Monday, March 19. 2007
Date: Monday, March 19, 2007
Location: St. Kilda Beach, Melbourne
Theme: Feeding on Race Day
Written by Steve Munatones
After the 10K on Sunday, all of the swimmers went to the nearby 50-meter pool to loosen down. Most of the rest of the teams were there also, all nursing their wounds.
Today, all the 10K’ers went a loop around the 2.5K loop of the 10K course in the 65.6ºF ocean water and practiced feeding off one of the feeding pontoons. There are two feeding stations on the course – no escort boats will be allowed on the course for the 10K and 25K with the exception of the coaches on the feeding stations. There is a limit of 1 coach per swimmer per event. With Kalyn Keller and Chloe Sutton entered in the 10K tomorrow, Paul Asmuth and Steven Munatones will handle the feeding.
The first feeding pontoon is about 1.2K from the start and about 500 meters straight out from shore.

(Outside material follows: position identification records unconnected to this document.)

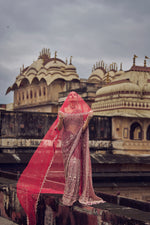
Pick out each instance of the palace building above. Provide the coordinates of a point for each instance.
(37, 86)
(126, 98)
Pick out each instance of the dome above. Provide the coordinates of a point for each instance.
(121, 86)
(97, 74)
(53, 63)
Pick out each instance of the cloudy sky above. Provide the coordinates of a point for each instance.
(88, 30)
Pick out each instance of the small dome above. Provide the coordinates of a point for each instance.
(55, 63)
(97, 74)
(146, 87)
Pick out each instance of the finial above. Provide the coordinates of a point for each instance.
(134, 57)
(108, 77)
(55, 56)
(66, 61)
(120, 66)
(146, 57)
(70, 60)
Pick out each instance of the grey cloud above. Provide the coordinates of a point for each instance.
(87, 30)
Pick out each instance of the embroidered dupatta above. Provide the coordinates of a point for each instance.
(45, 171)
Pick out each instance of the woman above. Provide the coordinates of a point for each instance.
(61, 164)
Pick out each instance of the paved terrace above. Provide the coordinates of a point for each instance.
(115, 211)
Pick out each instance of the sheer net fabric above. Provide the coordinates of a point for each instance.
(61, 164)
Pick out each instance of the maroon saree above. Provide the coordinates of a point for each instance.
(61, 164)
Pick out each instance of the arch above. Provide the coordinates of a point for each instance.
(24, 83)
(136, 131)
(35, 81)
(148, 133)
(31, 94)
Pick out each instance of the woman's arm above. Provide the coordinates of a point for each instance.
(86, 122)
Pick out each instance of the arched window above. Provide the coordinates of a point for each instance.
(136, 131)
(22, 95)
(31, 94)
(27, 95)
(44, 91)
(148, 133)
(40, 92)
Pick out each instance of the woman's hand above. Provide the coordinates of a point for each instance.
(86, 123)
(60, 121)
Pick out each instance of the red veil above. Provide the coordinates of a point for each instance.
(45, 171)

The feeding pontoon sits at least 6-8 feet from the surface of the water, depending on the ocean swells, so this presents some technical issues in trying to reach down to the swimmers for a feeding. The height and movement of the pontoon may become problematic if 20-30 swimmers are barreling together towards the feeding station in a large pack in rough seas.

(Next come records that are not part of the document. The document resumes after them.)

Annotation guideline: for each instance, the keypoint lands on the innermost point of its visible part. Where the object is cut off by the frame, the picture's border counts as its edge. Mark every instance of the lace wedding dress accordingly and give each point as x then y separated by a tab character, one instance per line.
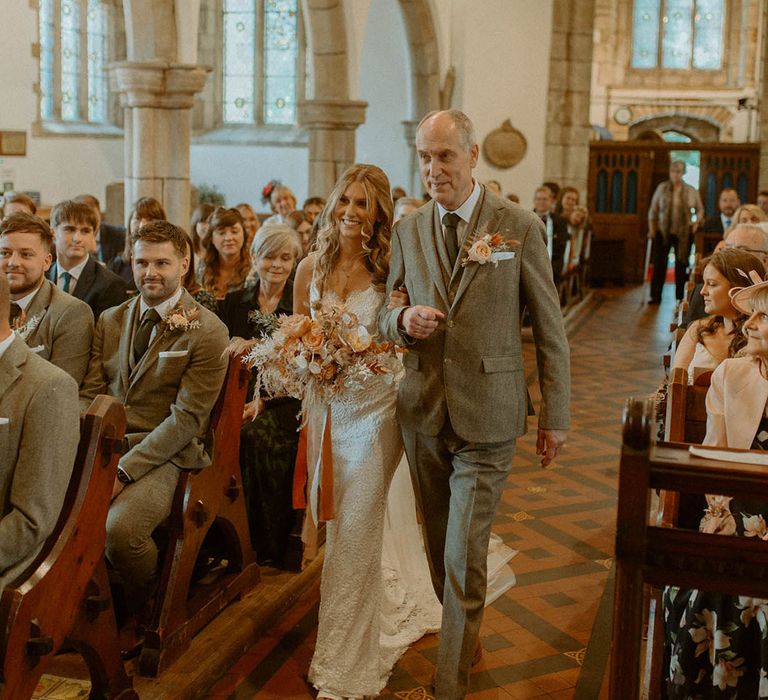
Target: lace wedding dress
376	594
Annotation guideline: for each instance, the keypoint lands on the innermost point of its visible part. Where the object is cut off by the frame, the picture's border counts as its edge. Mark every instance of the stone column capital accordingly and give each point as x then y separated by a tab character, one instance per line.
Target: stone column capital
336	114
158	84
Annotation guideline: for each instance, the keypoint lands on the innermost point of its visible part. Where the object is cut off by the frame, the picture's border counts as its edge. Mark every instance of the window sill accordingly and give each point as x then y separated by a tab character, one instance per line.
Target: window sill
75	129
247	135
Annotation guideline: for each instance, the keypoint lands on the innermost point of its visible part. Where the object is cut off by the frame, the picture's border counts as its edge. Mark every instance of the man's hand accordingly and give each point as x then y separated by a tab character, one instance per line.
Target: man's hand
548	444
421	321
117	488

The organizing committee is requiring each of the coaches on the feeding stations to wear life jackets – all bright yellow, which makes it difficult for the swimmers to distinguish their own coach from the dozens of other coaches on the pontoons. But, Jeremy Vail, Lindsay Mintenko, Dr. Miller and Paul devised a new feeding system and schedule that should be convenient and beneficial for Kalyn and Chloe.

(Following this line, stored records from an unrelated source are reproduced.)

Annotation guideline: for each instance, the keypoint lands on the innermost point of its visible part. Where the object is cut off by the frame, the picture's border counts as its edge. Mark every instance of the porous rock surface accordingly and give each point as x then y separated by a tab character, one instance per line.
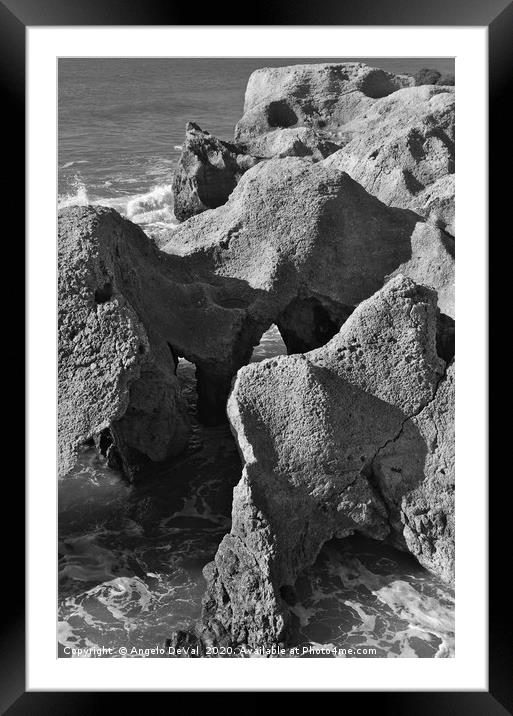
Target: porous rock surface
297	235
298	244
356	436
402	151
318	96
207	172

The second feeding pontoon is near the start and is 2-4 feet off the surface of the water. Paul and Steve may be together on one feeding station – or they may be positioned on different feeding stations – depending on the conditions on race day and the requests of the swimmers. Because most of the teams are in the same hotel, it is interesting to hear the feeding strategies of the different teams. But, the feeding strategies of the other competitors will become apparent 30 minutes before the start of the race when the coaches have to make a choice and board one of the two different boats that will take them out to feeding stations. The two different boats will be boarded in the same area. So, like managers on baseball teams signaling to pitchers, it will be interesting to see the body language and movement of the coaches just prior to boarding.
The women’s 10K race begins at 12 noon tomorrow which allows the swimmers to get a nice breakfast and warm-up in.
Needless to say, our young ladies are very ready to go. It will be exciting.